West Virginia sophomore safety Mike Dorsey's big hits have earned him notice early in his Mountaineer career, and he's battling to earn playing time despite the presence of other talented players at his position.

Mike Dorsey grabbed notice almost from the first moment he set foot on the practice field at West Virginia in 2010. The Warren, Oh., native announced his presence in last year's camps with several big hits, and always seemed to be around the ball when he got into scrimmage action. His performance there pushed him past any consideration of a redshirt, and he played in all 13 games as a true freshman, contributing seven tackles (two for losses) and a fumble recovery.

With such an impressive debut behind him, it might be expected that the hard-hitting sophomore would automatically get more time in his second year, and perhaps even contend for a starting nod. However, one snag exists in that plan -- the presence of two other safeties with an equal level of talent and ability. In front of him at the spur sits Terence Garvin, who followed a similar path and now holds down the job entering his junior year. Dorsey also has the ability to play at bandit, but rising talent Darwin Cook looks to have snared that position. That might appear to leave Dorsey as the odd man out, but the cheerful second-year player doesn't look at is as a setback.

"It really isn't frustrating," he said of the emotions that come with battling other talented players for time. "It's just competition. We're out there competing and to have fun, and the best man will get the job. I know I am going to get to play some time, though, so I will just have to be ready to go in."

Indeed, there's little doubt that the coaches have to find ways to get Dorsey on the field. He flies to the ball and always seems to be in the thick of the action -- qualities that usually lead to big plays. So when it comes to getting snaps, he'll likely be on the field in special situations as well as a backup when Garvin needs a break.

Two of those opportunities will come on third down and on special teams -- situations tailor-made for Dorsey's talents.

"Those are very important," he said of two units that he expects to be a part of. "Third down, getting off the field, that's the money down. I see myself playing third down, probably some linebacker, because in our third down defense safeties move to backer. I think I can play that position. Special teams, and playing in space, that fits with what I do at safety."

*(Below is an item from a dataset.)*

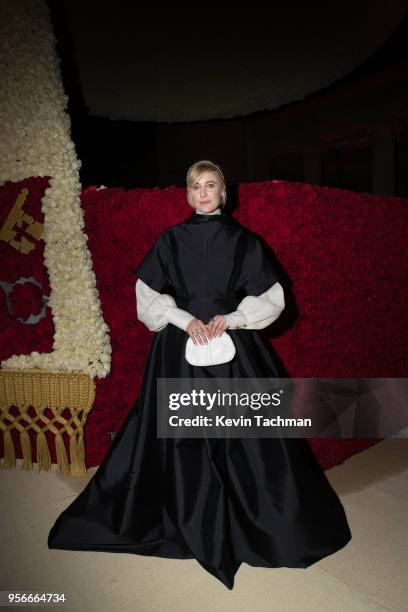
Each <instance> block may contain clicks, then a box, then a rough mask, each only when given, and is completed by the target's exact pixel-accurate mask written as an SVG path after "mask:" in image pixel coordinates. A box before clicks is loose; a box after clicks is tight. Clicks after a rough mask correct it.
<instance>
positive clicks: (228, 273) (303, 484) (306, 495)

Dorsey is a solid choice as a fixture on third down packages. As mentioned, WVU moves its safeties around to fill linebacking spots, then fills those gaps with extra corners to complete the defensive alignment. Dorsey would bring a hitting mentality to the backer spot, and the Mountaineers likely wouldn't lose much in run support with him manning one of those spots. (There was some thought of playing Dorsey as a linebacker out of high school, and that's a position he could eventually migrate to in the future.)

As for training at the position, Dorsey mentions a pair of departed Mountaineers as his mentors.

"Robert Sands and Sidney Glover, they played those positions last year, and I learned a lot from them. I learned about being more physical from Sidney. He taught me how to do that and attack and do everything hard. I watched them a lot last year, so I think I will be ready to play this year. I just need to be more focused, and stay on my keys, and then just go play."

On special teams, Dorsey believes that one of the necessary attributes for playing safety carries over into the requirements for the coverage squads.

"We play in space a lot, so that helps me on special teams," he explained. "Then the other part of it is just natural instinct. You have to be open and free, and you don't have to worry about linemen on you, and that helps out a lot."

So, while Dorsey might not end up with a starting role this year, he certainly has the potential to rack up more snaps than the average sophomore. Put together 5-10 reps as a spur, 15 or so on third down and passing situations, and another 10-15 on special teams, and he will have many opportunities to display his abilities. Those chances could end up making him one of the key players in West Virginia's rebuilding project on defense and kick coverage teams -- and earn him more notice from those that overlooked his fast start.